In this study, we aimed to extend our previous results [28, 29] by: (1) more rigorously exploring the methodology of using acoustic analysis to mine sustained vowels to extract features and select a robust feature subset that was presented into cluster analysis algorithms and (2) more formally assessing the validity of the resulting clusters to draw meaningful insights into PD subtypes. The practical significance of this study is offering a novel data-driven approach to define PD subtypes building on the sophisticated methodology we have previously developed to successfully process sustained vowels across related PD applications: given sustained vowels are easy to self-collect remotely, regularly, and inexpensively, the proposed approach may facilitate large-scale investigations in exploring PwP groupings objectively.
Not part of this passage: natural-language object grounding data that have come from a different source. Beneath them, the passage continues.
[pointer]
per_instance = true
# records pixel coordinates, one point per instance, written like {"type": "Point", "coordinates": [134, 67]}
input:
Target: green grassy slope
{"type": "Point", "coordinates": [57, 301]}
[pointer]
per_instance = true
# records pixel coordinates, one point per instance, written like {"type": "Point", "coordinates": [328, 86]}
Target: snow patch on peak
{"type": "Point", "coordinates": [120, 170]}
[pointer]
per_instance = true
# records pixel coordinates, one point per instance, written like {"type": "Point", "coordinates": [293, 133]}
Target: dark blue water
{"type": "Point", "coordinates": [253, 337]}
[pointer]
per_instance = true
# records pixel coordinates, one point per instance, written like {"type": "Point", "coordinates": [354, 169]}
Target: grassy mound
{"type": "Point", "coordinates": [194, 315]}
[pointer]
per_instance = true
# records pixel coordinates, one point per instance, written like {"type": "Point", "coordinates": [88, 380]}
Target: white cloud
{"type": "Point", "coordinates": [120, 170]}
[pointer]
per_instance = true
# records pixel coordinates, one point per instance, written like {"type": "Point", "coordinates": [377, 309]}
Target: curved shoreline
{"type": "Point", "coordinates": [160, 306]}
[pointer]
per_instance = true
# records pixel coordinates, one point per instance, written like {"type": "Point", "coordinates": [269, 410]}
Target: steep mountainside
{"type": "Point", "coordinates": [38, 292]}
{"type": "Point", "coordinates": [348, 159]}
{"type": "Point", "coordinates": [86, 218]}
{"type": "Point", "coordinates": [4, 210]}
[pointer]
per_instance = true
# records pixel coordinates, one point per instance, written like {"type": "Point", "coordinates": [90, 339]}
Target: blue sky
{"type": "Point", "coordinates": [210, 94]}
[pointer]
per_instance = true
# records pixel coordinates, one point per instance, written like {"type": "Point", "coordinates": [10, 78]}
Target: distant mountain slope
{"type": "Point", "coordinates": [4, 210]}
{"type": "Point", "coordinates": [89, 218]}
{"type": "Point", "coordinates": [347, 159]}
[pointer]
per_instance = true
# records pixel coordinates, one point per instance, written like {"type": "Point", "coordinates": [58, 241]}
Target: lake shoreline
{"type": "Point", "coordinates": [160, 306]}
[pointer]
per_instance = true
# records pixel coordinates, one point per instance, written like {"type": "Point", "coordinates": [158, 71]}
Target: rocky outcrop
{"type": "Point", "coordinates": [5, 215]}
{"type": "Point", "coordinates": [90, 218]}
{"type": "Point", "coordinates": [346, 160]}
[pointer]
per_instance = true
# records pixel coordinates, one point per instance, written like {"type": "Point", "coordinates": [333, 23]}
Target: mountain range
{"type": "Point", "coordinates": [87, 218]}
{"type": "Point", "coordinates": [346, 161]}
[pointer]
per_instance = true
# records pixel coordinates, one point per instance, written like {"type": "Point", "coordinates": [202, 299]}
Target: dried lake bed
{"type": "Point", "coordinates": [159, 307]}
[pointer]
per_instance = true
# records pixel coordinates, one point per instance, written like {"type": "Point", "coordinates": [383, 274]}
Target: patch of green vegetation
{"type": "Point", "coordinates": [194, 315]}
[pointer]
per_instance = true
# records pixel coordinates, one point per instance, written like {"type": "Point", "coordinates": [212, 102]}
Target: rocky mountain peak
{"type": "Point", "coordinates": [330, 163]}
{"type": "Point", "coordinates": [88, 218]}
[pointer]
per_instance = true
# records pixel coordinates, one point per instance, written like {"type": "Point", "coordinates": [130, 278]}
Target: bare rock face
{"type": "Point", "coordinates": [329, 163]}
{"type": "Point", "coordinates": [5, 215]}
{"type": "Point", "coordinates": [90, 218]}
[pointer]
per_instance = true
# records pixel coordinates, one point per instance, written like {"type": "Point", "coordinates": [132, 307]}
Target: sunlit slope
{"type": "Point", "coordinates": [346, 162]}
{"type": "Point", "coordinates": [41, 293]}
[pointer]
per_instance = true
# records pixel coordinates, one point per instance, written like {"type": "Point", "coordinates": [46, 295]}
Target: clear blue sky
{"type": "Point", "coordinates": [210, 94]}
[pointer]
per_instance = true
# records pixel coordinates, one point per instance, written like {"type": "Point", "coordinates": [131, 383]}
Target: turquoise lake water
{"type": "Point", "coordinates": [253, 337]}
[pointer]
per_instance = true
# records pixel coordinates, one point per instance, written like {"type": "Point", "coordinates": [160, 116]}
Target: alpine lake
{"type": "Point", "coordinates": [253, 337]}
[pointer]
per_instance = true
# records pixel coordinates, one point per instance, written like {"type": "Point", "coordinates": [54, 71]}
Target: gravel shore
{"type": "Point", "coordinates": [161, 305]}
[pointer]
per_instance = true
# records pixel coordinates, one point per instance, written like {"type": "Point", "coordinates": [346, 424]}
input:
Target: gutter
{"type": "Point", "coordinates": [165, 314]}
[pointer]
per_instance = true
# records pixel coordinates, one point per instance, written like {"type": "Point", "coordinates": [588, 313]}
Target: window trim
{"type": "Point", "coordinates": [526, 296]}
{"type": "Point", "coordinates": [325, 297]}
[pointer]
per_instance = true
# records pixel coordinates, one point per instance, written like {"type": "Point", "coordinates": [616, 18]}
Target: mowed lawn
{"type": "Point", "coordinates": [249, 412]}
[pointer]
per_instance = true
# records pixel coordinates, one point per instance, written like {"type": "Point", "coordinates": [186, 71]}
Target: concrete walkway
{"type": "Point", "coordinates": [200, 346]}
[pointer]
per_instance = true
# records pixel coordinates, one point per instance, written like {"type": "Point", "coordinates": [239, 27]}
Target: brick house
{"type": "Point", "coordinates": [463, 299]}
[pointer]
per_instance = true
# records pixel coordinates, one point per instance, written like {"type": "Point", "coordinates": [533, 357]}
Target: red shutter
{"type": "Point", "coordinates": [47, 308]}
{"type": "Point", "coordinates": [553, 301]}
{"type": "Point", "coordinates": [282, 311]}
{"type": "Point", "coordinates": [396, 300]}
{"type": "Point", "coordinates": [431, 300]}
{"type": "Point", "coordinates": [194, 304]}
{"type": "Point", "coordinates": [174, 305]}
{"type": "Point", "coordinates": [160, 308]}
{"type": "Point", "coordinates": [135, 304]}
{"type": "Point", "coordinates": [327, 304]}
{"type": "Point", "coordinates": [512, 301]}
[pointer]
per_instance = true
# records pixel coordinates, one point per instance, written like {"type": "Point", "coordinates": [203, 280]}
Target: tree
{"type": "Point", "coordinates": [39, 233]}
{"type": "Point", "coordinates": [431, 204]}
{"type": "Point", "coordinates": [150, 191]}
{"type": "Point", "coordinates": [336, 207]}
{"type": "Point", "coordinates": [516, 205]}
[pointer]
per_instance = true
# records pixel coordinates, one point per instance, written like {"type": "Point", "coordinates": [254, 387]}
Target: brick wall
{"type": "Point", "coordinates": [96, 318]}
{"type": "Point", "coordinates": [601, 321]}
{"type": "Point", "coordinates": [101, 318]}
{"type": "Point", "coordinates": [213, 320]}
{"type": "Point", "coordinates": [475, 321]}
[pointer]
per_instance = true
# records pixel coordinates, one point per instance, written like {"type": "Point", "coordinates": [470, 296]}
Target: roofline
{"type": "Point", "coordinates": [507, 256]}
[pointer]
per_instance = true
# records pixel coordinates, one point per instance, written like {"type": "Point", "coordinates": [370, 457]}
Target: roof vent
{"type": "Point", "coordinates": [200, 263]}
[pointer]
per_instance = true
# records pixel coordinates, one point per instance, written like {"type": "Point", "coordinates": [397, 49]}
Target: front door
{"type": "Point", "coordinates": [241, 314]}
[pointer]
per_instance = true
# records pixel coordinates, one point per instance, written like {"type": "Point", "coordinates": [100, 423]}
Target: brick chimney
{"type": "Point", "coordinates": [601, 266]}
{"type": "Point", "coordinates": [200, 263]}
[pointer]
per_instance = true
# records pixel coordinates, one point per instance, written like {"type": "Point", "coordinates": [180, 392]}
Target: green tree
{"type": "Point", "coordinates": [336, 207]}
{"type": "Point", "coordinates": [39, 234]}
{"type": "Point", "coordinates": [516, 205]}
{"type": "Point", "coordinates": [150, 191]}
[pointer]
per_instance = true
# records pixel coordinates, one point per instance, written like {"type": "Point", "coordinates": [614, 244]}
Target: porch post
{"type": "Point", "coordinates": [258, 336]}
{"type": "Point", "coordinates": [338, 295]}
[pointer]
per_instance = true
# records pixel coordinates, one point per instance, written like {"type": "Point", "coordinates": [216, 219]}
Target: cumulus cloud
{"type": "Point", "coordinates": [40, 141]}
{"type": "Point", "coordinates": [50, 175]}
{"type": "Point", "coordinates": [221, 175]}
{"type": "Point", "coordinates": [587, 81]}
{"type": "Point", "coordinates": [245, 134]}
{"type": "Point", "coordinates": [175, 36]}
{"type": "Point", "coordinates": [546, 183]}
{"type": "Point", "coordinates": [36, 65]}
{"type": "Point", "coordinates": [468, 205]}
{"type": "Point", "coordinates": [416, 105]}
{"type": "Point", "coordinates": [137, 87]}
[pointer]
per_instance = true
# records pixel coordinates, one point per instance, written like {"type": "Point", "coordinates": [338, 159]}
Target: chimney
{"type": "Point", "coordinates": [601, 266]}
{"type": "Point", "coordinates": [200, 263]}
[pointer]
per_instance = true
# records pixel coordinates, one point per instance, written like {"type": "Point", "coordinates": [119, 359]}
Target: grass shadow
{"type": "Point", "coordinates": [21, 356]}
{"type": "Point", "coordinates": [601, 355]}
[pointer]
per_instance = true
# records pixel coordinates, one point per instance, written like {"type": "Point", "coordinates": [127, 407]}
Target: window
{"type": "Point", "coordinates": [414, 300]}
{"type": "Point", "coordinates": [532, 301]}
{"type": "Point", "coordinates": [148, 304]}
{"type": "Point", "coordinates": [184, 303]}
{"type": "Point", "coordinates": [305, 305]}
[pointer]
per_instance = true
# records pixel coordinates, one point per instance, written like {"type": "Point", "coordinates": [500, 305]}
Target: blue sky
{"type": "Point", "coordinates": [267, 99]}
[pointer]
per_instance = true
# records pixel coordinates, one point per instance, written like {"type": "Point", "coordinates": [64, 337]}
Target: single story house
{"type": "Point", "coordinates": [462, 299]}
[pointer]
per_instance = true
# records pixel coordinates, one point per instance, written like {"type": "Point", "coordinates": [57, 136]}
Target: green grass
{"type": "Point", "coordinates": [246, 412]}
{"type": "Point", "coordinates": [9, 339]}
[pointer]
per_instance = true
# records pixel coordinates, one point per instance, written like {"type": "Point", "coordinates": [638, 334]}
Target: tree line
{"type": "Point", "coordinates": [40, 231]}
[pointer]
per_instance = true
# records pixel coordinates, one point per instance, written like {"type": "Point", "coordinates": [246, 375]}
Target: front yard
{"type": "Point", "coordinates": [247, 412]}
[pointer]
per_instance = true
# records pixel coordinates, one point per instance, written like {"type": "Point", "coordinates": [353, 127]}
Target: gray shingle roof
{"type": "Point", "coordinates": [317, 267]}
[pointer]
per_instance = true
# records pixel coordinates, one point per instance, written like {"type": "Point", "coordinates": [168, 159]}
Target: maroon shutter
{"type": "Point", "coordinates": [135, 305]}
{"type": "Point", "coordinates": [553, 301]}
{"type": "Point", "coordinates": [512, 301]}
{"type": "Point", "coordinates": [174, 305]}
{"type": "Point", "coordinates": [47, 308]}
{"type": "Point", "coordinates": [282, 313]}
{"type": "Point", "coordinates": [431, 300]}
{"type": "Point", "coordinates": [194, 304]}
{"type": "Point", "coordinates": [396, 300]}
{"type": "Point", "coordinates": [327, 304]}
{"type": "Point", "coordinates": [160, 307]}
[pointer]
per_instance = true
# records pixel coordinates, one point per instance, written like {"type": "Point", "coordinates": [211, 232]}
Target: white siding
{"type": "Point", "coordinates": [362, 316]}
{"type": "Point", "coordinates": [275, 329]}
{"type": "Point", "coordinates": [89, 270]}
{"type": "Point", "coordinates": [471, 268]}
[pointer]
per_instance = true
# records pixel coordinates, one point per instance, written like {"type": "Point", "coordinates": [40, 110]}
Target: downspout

The study draws on data from the PVI study [30, 31] for secondary analysis. The PVI invited people to contribute their voices to facilitate PD research. Self-enrolled participants called a dedicated phone number that was closest to their geographical location and were requested to provide some basic demographic information (age, gender), self-report whether they had received a clinical PD diagnosis, and record two sustained vowel /a/ phonations. The instruction for the phonations was to sustain vowel /a/ (say ‘ahh…’) for as long and as steadily as possible, following the standard speech protocol in this field  which we had used in similar PD studies [19, 20, 23, 25, 33]. The speech recordings were sampled at 8 kHz with 16 bits resolution, collected over standard telephone lines and stored in Aculab servers. Participants provided oral informed consent by self-enrolling and completing the requested steps during a short phone call, participating in this research project without additional incentives other than altruistically contributing to research.
In this study, we processed data from the three English-speaking sites of PVI (Boston, Oxford, Toronto), to explore how well findings compare and generalize in PwP coming from an English linguistic background. The basic demographic information for the PwP study participants is summarized in Table 1. Additional detailed information of PD-symptom specific aspects, including whether participants were “on” or “off” medication when they provided the speech recordings, or additional PD scales were not recorded in PVI. For further details on PVI please see [30, 31].